Yang termasuk kategori persepsi dan manipulasi adalah ketangkasan motorik kasar dan halus serta kemampuan bekerja dalam ruang fisik yang sulit dan terbatas. Kecerdasan kreatif mencakup orisinalitas dan karya seni. Kecerdasan sosial meliputi persepsi sosial, negosiasi, persuasi, dan kepedulian terhadap sesama. Variabel paling tidak rentan tergantikan oleh komputerisasi adalah orisinalitas dan persepsi sosial, kemudian adalah kepedulian sosial dan persuasi.
Sebaliknya, pekerjaan-pekerjaan yang paling rentan ter-otomatisasi mencakup fungsi-fungsi yang rutin, pengulangan, dan dapat diprediksi pada bidang-bidang layanan kepada pelanggan, penjualan, administrasi perkantoran, produksi (pertanian, perikanan, perkebunan, dan kehutanan) dan konstruksi. Pekerja telemarketing, kasir, paralegal, sopir, tukang masak cepat saji, dan administrasi perlu bersiap diri dan mengasah keterampilan tambahan agar tidak terpinggirkan dalam era otomatisasi.
Satryo Brodjonegoro menulis tentang "Kecakapan Era 4.0" dan implikasinya bagi pendidikan tinggi di Indonesia (Kompas,14 Februari 2018). Sebelum pendidikan tinggi, proses pengembangan kecakapan era 4.0 perlu dan bisa dilakukan sejak titik hulu pada pendidikan usia dini dan sepanjang masa pendidikan dasar dan menengah.
Apakah pendidikan dasar dan menengah sudah siap dengan tuntutan perubahan ini?
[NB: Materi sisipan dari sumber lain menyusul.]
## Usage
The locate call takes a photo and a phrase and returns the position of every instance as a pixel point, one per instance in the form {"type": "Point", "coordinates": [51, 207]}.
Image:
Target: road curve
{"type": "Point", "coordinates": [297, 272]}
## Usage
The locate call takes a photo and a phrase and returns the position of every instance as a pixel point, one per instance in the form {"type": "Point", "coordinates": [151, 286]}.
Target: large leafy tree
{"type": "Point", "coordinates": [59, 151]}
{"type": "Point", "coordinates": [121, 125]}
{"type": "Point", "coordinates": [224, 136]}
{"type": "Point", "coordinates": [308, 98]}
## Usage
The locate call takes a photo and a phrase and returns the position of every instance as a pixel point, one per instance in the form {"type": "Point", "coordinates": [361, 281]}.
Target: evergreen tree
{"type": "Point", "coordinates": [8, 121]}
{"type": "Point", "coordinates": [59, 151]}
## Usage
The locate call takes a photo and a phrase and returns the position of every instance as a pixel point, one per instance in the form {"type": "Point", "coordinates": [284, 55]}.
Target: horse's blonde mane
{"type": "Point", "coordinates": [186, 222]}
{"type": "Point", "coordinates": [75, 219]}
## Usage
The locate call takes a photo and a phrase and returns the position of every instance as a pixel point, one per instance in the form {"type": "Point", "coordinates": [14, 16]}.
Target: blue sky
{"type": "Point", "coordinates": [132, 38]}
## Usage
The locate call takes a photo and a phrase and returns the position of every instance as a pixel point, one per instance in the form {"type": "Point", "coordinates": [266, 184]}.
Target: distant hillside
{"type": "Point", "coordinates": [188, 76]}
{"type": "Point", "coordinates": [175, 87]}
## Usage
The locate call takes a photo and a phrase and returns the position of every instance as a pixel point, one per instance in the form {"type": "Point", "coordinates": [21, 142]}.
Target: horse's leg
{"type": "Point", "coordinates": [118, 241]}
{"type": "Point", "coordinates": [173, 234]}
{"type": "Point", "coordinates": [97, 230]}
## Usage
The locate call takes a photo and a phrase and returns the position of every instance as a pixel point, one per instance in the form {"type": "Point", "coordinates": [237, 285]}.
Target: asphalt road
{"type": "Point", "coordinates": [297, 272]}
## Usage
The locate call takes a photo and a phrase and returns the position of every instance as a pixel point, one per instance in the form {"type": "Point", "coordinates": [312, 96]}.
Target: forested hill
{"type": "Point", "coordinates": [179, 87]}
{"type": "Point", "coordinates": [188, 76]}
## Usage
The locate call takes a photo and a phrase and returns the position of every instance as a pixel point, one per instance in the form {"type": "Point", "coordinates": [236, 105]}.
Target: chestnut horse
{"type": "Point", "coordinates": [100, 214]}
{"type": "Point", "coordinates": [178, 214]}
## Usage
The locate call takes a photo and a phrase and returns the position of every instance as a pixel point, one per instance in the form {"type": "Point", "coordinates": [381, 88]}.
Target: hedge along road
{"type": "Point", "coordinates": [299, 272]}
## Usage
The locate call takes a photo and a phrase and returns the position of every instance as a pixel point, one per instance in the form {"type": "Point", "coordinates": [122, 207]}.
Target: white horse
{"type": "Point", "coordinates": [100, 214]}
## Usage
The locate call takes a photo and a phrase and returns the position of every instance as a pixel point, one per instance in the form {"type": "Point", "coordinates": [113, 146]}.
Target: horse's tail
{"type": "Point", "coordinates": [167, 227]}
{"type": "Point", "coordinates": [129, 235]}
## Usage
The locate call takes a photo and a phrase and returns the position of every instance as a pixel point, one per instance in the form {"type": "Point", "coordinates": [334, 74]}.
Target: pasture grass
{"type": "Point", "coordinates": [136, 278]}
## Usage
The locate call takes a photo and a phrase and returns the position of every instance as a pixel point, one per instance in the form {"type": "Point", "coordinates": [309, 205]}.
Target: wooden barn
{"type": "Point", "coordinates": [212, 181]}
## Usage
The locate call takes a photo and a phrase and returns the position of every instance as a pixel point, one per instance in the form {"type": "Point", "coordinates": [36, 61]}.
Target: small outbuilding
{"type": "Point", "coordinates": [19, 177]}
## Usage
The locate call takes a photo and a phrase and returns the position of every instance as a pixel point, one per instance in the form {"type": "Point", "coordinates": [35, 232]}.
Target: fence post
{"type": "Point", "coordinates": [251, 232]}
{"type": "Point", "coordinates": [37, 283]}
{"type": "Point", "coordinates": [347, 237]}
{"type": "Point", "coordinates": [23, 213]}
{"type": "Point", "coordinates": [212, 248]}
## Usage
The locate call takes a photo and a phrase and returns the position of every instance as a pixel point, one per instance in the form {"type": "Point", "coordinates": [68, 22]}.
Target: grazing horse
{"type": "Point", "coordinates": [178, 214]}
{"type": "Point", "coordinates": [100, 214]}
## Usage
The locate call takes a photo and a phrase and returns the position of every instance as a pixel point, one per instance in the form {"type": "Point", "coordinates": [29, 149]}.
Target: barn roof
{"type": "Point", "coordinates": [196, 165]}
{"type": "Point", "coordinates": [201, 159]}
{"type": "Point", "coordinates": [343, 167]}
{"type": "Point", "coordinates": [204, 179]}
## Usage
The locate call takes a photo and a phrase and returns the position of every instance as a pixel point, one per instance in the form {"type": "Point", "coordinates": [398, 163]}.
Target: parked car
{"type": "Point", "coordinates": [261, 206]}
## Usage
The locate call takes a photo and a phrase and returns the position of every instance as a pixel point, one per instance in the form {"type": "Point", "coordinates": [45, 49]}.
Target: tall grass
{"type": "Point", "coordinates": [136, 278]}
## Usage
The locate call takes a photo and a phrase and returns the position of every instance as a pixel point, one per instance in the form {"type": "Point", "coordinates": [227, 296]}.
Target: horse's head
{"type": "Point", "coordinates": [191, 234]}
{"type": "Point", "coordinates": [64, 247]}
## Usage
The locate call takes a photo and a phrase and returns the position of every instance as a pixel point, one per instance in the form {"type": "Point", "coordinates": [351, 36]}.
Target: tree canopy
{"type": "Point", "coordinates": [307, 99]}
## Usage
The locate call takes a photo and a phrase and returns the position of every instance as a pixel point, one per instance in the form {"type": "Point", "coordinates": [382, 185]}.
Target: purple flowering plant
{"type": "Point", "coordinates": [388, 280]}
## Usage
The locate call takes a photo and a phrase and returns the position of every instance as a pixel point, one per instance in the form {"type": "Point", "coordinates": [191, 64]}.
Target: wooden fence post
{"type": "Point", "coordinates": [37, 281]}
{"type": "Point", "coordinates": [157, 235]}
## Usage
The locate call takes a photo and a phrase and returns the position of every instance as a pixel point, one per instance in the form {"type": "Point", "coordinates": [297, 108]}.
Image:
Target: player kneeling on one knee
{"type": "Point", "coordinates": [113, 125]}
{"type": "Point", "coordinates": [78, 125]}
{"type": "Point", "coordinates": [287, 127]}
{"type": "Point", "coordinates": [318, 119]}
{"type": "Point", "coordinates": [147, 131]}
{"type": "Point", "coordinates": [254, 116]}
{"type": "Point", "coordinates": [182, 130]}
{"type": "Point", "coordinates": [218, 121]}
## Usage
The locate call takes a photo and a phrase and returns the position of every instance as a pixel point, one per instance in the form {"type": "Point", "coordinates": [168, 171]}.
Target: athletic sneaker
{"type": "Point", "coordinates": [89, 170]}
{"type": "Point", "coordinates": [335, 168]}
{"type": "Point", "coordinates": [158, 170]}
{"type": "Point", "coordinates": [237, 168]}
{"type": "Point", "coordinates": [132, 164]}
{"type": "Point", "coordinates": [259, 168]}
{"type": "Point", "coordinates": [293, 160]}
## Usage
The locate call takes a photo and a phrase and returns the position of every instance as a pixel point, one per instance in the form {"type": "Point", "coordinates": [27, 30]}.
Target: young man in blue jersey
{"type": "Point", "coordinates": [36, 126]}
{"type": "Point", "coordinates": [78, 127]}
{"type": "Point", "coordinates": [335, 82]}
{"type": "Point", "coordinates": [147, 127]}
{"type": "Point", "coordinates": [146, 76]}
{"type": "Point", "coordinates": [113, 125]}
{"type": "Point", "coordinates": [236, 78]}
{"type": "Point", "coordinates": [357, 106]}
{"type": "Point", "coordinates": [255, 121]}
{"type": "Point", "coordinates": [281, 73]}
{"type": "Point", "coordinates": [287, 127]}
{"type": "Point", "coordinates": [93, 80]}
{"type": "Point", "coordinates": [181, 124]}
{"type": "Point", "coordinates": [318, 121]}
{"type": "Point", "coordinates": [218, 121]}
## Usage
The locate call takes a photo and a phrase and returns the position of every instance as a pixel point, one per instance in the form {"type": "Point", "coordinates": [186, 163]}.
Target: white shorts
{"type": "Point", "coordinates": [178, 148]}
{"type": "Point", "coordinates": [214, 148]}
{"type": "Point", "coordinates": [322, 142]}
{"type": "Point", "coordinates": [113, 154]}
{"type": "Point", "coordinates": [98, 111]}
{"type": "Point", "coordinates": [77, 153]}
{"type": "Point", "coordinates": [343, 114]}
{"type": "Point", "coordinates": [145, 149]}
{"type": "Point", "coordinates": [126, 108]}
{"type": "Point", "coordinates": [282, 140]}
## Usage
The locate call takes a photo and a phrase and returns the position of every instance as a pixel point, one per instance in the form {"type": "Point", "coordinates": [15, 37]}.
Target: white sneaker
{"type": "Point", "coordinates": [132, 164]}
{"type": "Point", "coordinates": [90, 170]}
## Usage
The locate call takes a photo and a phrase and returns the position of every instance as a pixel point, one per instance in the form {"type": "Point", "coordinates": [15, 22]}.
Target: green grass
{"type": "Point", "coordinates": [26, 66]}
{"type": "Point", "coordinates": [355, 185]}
Bagaimana sistem pendidikan dasar dan menengah bisa mengantar anak-anak muda Indonesia untuk menjadi lebih cerdas daripada mesin dan makin bijak untuk bisa menggunakan mesin demi kemaslahatan manusia?
Ketersediaan, peningkatan profesionalisme, dan perlindungan serta penghargaan guru adalah satu dari lima isu strategis bidang pendidikan sesuai hasil Rembuk Nasional Pendidikan dan Kebudayaan 2018. Pemerintah pusat dan daerah perlu berkoordinasi dan harmonisasi dalam membuat regulasi tentang pembagian kewenangan dan pembiayaan dalam rangka peningkatan kualitas dan profesionalisme guru berdasarkan pemetaan dan analisis kebutuhan pelatihan guru.
Terkait dengan urgensi perubahan menyongsong era otomatisasi, guru sebagai fasilitator proses pendidikan dasar dan menengah diharapkan bisa menyiapkan para siswa untuk menavigasi masa depan mereka dan menjadikan diri mereka sebagai tuan yang akan mampu mengendalikan mesin atas dasar penghargaan terhadap martabat manusia. Mengembangkan kecerdasan kreatif dan kecerdasan sosial seharusnya menjadi bagian penting kurikulum dan proses pembelajaran pada jenjang pendidikan dasar dan menengah.
Sayangnya, ketika guru disibukkan oleh beban penyampaian muatan pengetahuan plus berbagai tugas administratif, guru akan merasa beban kurikulum terlalu padat dan tidak mempunyai waktu untuk memberikan siswa kesempatan menjelajahi daya-daya kreatif mereka dan menghasilkan karya-karya orisinal. Selanjutnya, interaksi sosial para siswa juga jadi terbatasi.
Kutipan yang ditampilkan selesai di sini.